DevDocs – An open-source tool for crawling and processing technical documentation
What is DevDocs?
DevDocs is an open-source technical documentation crawling and processing tool designed specifically for programmers and developers. Leveraging intelligent web crawling technology, it quickly crawls and organizes technical documentation, reducing the time required to understand the material from weeks to just a few hours. DevDocs supports website structure crawling at depths of 1 to 5 levels, automatically discovers links and sub-URLs, and enables fast crawling with multi-threading. Based on Docker, DevDocs can be quickly deployed without requiring complex configurations, making it easy for developers to get started. It is suitable for various scenarios such as framework learning, preparing AI training data, developing custom AI assistants, and document archiving, making it a powerful efficiency tool for programmers and AI

The main functions of DevDocs
- Intelligent Crawling: Supports crawling website structures up to 1-5 levels deep, automatically discovers links and sub-URLs, and comprehensively maps website content.
- Efficient Processing: Multi-threaded crawling with intelligent caching removes redundant information (such as ads and navigation bars), ensuring clean and useful content.
- Flexible Output: Supports output in Markdown (MD) and JSON formats.
- AI Integration: Built-in MCP server enables seamless integration with AI tools such as Claude, Cursor, and Cline.
- Quick Deployment: Supports one-click deployment with Docker, ready to use out of the box.

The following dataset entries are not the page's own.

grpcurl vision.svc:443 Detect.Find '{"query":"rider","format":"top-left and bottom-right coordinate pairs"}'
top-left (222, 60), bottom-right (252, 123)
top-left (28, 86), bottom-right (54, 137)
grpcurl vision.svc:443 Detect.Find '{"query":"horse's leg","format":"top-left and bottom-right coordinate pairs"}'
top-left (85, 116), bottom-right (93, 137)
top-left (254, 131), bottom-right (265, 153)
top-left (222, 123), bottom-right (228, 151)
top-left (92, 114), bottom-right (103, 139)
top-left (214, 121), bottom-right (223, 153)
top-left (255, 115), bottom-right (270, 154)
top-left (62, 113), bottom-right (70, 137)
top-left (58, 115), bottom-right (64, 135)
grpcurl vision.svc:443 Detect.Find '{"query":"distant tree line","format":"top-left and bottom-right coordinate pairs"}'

The Technical Principles of DevDocs
- Intelligent Crawling Technology: DevDocs utilizes advanced crawling algorithms to automatically traverse the technical documentation pages of target websites. It supports crawling depths of 1 to 5 levels, ensuring comprehensive coverage of the website structure. It can automatically discover and track links and sub-URLs within pages, intelligently mapping the entire content of the website.
- Content Extraction and Cleaning: Leveraging HTML parsing technology, the system accurately extracts core content from web pages while removing irrelevant information such as advertisements, navigation bars, footers, etc., ensuring that the extracted content is clean, useful, and directly focused on the core sections of technical documentation.
- Data Processing and Organization: The extracted content undergoes further processing and logical organization, resulting in a clear structure that is easy to search and navigate. DevDocs supports exporting processed data in Markdown (MD) or JSON formats, both of which are highly readable and editable, facilitating seamless integration with various tools and systems.
- Performance Optimization: DevDocs employs parallel processing technology to simultaneously crawl multiple pages, significantly improving crawling efficiency. It also features an intelligent caching mechanism to avoid redundant crawling of the same content, saving time and resources. Additionally, DevDocs dynamically adjusts crawling speeds based on the target website’s requirements, demonstrating respect for servers and minimizing the risk of overloading them.
- Integration with AI Tools: DevDocs is equipped with an MCP (Model Context Protocol) server, enabling seamless integration with a variety of AI tools such as Claude, Cursor, Cline, and more. Users can directly utilize the crawled and processed technical documentation for AI model training or querying, unlocking intelligent application and analysis capabilities.
The project address of DevDocs
- GitHub Repository: https://github.com/cyberagiinc/DevDocs
Application scenarios of DevDocs
- Enterprise software development: Quickly crawl and organize technical documents, store them in the MCP server, and shorten the development cycle.
- Web Data Scraping: Automatically crawl all relevant pages of the target website, supporting multi-level deep crawling to ensure comprehensive and structured data.
- Team Knowledge Management: Integrate internal documents, support multi-user access and permission management, and facilitate team knowledge sharing.
- Rapid Development for Independent Developers: Combined with tools like VSCode, quickly provide clear documentation, supporting Markdown and JSON formats to accelerate product launch.
- AI Model Training: Scrape and clean documents, output them in the required format for AI models, and integrate them into the MCP server for convenient model training.